The page title tag is an on-page SEO element in a page's HTML that tells web browsers, search engines, and users the title of that web page.
On the search engine results pages (also known as SERPs: the page shown after a users completes their Google search) the title of a web page is displayed as the clickable headline link for each listing.
(A good title tells the searcher what the page is about so they click through from the SERP.)
It appears below each pages' respective URL and above the meta description snippet.
Notice how some of the title tags shown above are cut off with ellipses (i.e. ...). This is because the title exceeds the recommended length: 50-60 characters.
You can also see a page title when you land on the page itself. In a web browser, the title of a web page is displayed on the browser tab for the web page that is loaded.
(A page title is shown on the respective browser tab.)
For this reason, title tags are important for usability, social media sharing, and search engine optimization!
As you can see in the search display above, the title tag of a given web page should be an accurate and very brief description of what a user should expect to find on the page.
Where Do You Add the Title Tag?
You can add the title tag for your web page within the <head> section of your website’s HTML just after the opening the <head> tag. It should look something like this:
<title>How to Write Optimized Page Title Tags</title>
Today, most content management systems (CMS) give their users the ability to adjust meta tags — like the page title tag and meta description — directly in the settings.
(HubSpot allows users to directly enter their title tag in settings.)
Why Are Page Title Tags Important?
Your web page’s title tag is one of the most visually conspicuous element in the search results, so how you write it will have an impact on whether a user clicks the result or not. It's a simple component that can go a long way, so it's shouldn't be a back-of-mind task for a digital marketer.
Essentially, a good title can increase your CTR!
Think of it the same way you would the subject line for an email: are you more likely to open an email with an exciting and descriptive subject line, or one with little to no context?
Google uses the page title as one factor in deciding how to rank your page for a given query.
So, let's go over how to create a good title.
How to Write Page Title Tags for SEO
Now that you're aware of the benefits that a well-optimized title tag can bring to your site, let's cover how to write proper SEO page titles.
A title tag should really do two things: 1. Include your target keywords. 2. Offer value to the end users.
#1. Include Your Target Keyword
Keywords within a title tag are ranked by search engines in order of relevance for a given search query in descending order from left to right.
So, first things first: To follow SEO best practices, put the keyword you want to rank for the most first within the title tag.
Next, the secondary keyword as you build out the title. You can also put your brand name after a hyphen or a pipe (i.e. “|”) to separate it from the rest of the title.
#2. Offer Value to Searchers
Writing title tags is a blend of technical know-how and artisan craft. You must also write your title tag to be readable, understandable, and likely to be clicked by humans that are going to read it within the search results. It has to make sense, read well, be engaging and not be robotic.

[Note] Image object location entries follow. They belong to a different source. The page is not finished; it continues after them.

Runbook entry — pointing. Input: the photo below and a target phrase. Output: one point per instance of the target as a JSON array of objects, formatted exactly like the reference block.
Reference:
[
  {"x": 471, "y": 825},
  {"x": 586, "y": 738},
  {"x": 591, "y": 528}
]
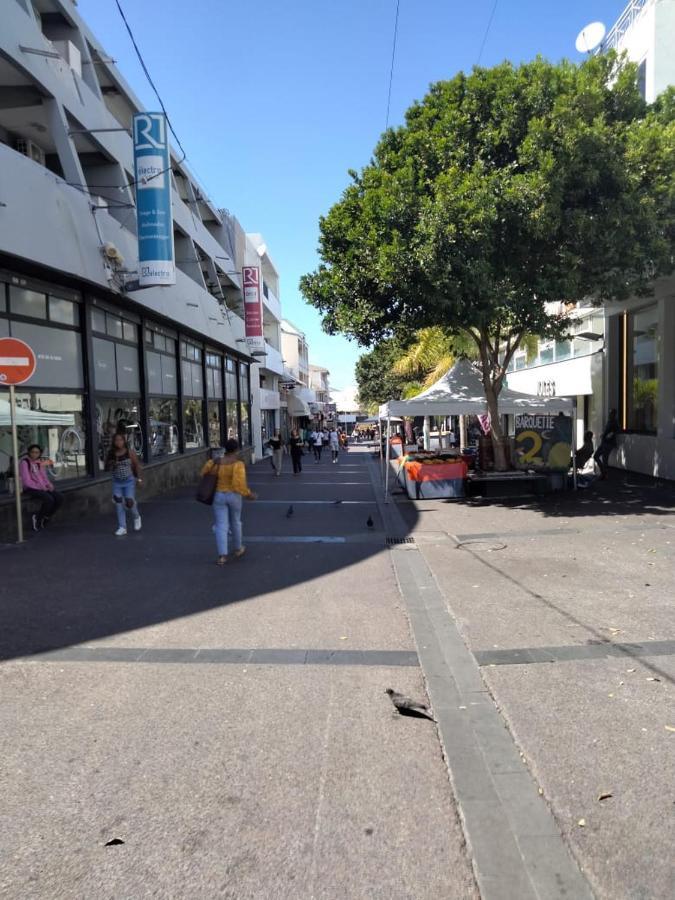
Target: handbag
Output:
[{"x": 206, "y": 489}]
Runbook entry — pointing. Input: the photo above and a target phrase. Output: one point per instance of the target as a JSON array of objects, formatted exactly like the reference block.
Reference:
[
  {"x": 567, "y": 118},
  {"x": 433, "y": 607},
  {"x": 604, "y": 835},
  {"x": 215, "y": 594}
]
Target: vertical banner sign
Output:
[
  {"x": 253, "y": 308},
  {"x": 544, "y": 442},
  {"x": 153, "y": 200}
]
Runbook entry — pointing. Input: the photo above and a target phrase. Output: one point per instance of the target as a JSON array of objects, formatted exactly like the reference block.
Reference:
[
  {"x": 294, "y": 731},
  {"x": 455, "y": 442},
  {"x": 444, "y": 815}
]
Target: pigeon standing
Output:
[{"x": 408, "y": 707}]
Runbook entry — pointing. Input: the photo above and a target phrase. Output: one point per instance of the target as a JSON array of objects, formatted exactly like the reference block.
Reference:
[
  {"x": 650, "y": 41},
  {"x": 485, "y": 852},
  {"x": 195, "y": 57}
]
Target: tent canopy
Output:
[
  {"x": 460, "y": 392},
  {"x": 32, "y": 416}
]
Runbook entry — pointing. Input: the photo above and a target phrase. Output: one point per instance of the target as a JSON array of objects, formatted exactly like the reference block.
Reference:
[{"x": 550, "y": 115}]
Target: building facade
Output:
[
  {"x": 621, "y": 356},
  {"x": 640, "y": 333},
  {"x": 168, "y": 366}
]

This means there should be no keyword stuffing! Even though it's important to include those target keywords, at the end of the day you're writing for users, not for search engine algorithms.
If Google finds your title unhelpful for users, it will rewrite your page title for you.
Best Practices When Writing Title Tags
1. Length should be between 50-60 characters to avoid truncation.
2. Give each page a unique title. The page content should be different, after all.
3. Don't use "stop" words (i.e. words with little value). All space counts here!
4. Accurately describe the page. Don't deceive searchers with clickbait!
5. Watch for site branding. Either choose the beginning or end of the title to place your brand name.
What To Avoid When Writing HTML Title Tags
1. The title and your H1 tag are the same. You have multiple opportunities to clue users and search engines in on what your page is about, so use them all to their fullest potential.
2. Multiple page titles on a single page. One page, one title is best practice here. Doing otherwise can confuse the search engines.
3. Missing page title tag. This is not only a usability issue for your site, but it's also an extremely lost opportunity at informing users and search engines.
Test Your Tags: Guess and Test, Rinse and Repeat
When it really comes down to it, SEO is ultimately all about using the scientific method and experimenting to understand how search engines rank pages through conjecture, hypothesis, a rigorous testing procedure, analysis of the results, and conclusions.
Here are six title tag experiments that you can test today. Change these characteristics and watch for a change in CTR, but be sure to track the changes so you know what works!
1. Numbers: Including numbers in your title tag may help your CTR.
2. Dates: A year in a title tag can show timeliness of content, but it also comes with an expiration.
3. Length: Experiment with title length to see which has the better outcome with users.
4. Synonyms and variants: Change your language to include closely related terms to your keyword or topic.
5. Call to action: Offer value straight away with a CTA.
6. Questions: Asking a question in the title tags may capture reader interest, and hint that you have the answer.
To really dive deeper to find out what works, run an SEO title tag test.
Reading SEO guides like this is great, but all the general knowledge in the world is useless without putting the rubber to the road and seeing what works for your specific website and niche.